За два года, не пропуская ни одной службы, я обвык петь « обиход»– на восемь гласов, но особенно отличался в знаменных «догматиках». В детстве я никогда не плакал, а кричал, за что и получил прозвище «орало мученик», так, должно быть, я наорал себе альт. Альтом я и пел – наука Николая Петровича Невоструева – «В Чермнем мори неискусобрачные невесты образ написася иногда: тамо Моисей разделитель воды…».Очень я любил эти песнопения: любил и сам петь и слушать, как пели нерушимо и крепко державшие веру в «старое пение». На Великом посту с братом мы выходили на амвон: «Да исправится молитва моя»,а в Страстную неделю: « Чертог твой».Каждое слово мне как полная чаша, но голос никогда не изменял мне такие бывают только у мальчишек – альты: они как горные ручьи, зеркало неба, в них тихо проходят облака, а ночью сеются звезды, не дрогнув.
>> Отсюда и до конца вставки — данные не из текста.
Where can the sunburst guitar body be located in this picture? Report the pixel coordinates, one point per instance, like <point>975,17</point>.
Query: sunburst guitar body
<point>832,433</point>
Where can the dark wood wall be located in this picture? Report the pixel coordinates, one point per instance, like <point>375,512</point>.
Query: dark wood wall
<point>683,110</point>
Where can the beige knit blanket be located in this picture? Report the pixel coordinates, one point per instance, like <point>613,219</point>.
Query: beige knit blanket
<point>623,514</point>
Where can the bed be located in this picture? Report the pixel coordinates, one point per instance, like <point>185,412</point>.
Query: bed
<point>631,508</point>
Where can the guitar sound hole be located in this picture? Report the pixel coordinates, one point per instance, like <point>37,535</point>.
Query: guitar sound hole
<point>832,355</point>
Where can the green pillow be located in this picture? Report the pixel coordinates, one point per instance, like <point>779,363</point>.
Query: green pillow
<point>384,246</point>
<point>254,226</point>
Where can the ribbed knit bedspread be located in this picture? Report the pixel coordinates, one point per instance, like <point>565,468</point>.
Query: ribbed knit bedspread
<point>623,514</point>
Но из всех песнопений по какому-то напеву меня особенно трогало « величание»:в хоре я слышал свой голос – что я тогда понимал? Но я ужасно чувствовал с самой первой памяти какую-то совесть жизни, какой-то стыд за свою жизнь, за то, что одет, что вернусь из церкви домой, буду чай пить и лягу спать в тепле, – не за себя, только сердце было мое и мой голос, я пел за все человеческое горе, за брошенных, усталых и обреченных, за человеческую беду и бедствия, за это безответное за что? за что? за что? – наша жизнь проходила на фабричном дворе, рано я заметил, как тесно жили люди, рано услышал жалобу и уж много видел несправедливости, злого равнодушия и злобы; мой голос подымался из пучины – « величаем Тя…»и в ответ я видел, как старик священник Алексей Димитриевич Можайский, кадя, вдруг останавливался, и в голубом тонком облаке ладана глаза его наливались слезами.